Evaluation von "Lehre mit Matura" in Kärnten. Eine konkrete Maßnahme zur Förderung der Durchlässigkeit in der Berufsbildung

Von:
Arrich, Roland; Pädagogische Hochschule Kärnten Viktor Frankl Hochschule, Österreich

Session: Postersession
Zeit: Unbekannt
Ort: MAW - Großer Saal & MAW - Mittlerer Saal
Typ: Poster



Stand der Forschung/Entwicklungsbedarf
Viele Studien und Forschungsberichte belegen die mangelnde Durchlässigkeit des österreichischen Bildungssystems (vgl. z.B. Archan u.
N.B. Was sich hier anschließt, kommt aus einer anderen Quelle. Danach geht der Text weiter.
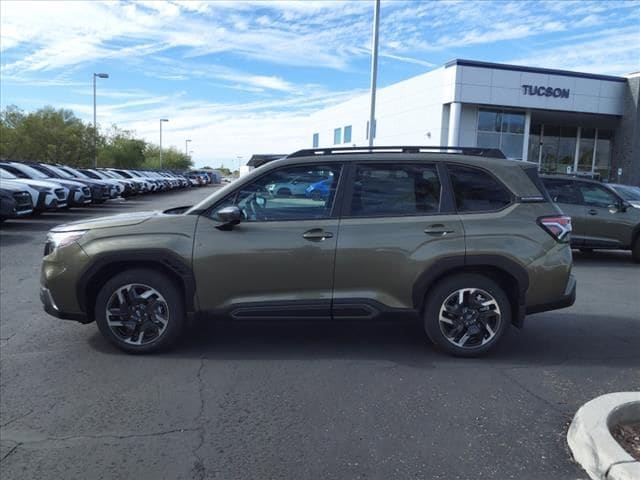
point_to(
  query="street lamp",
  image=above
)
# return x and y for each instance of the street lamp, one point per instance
(95, 125)
(161, 121)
Schlögl 2007, Aff 2011). Auch der hohe Grad an Selektivität und deren Ursachen ist für Österreich typisch (vgl. z.B. Bacher 2008, Kast 2006, Bock-Schappelwein u. Falk 2007).
Mit der Implementierung von Lehre mit Matura (LmM) in Österreich wurde der Versuch unternommen, diese oben angeführten Barrieren im berufsbildenden Bildungsbereich zu durchbrechen. Im Rahmen einer umfangreichen und längsschnittlich angelegten Evaluation sollte überprüft werden, ob diese Durchlässigkeit gegeben ist.
Die zugrunde liegenden Fragen für die Fragebogenerhebungen bzw. die Interviews waren:
• Aus welchen Schulen und Betrieben kommen die Lehrlinge, die LmM besuchen?
• Welche Gründe für die Teilnahme an LmM sind für die Lehrlinge und die Lehrbetriebe ausschlaggebend?
• Welche Rolle spielen Familie und Lehrbetrieb beim erfolgreichen Besuch von LmM?
• Mit welchen Schwierigkeiten (Unterrichtsgegenstände) sind die LmM-Lehrlinge konfrontiert und was wünschen sie sich an zusätzlichen Unterstützungsmaßnahmen?
• Welche Gründe gibt es für den Abbruch von LmM?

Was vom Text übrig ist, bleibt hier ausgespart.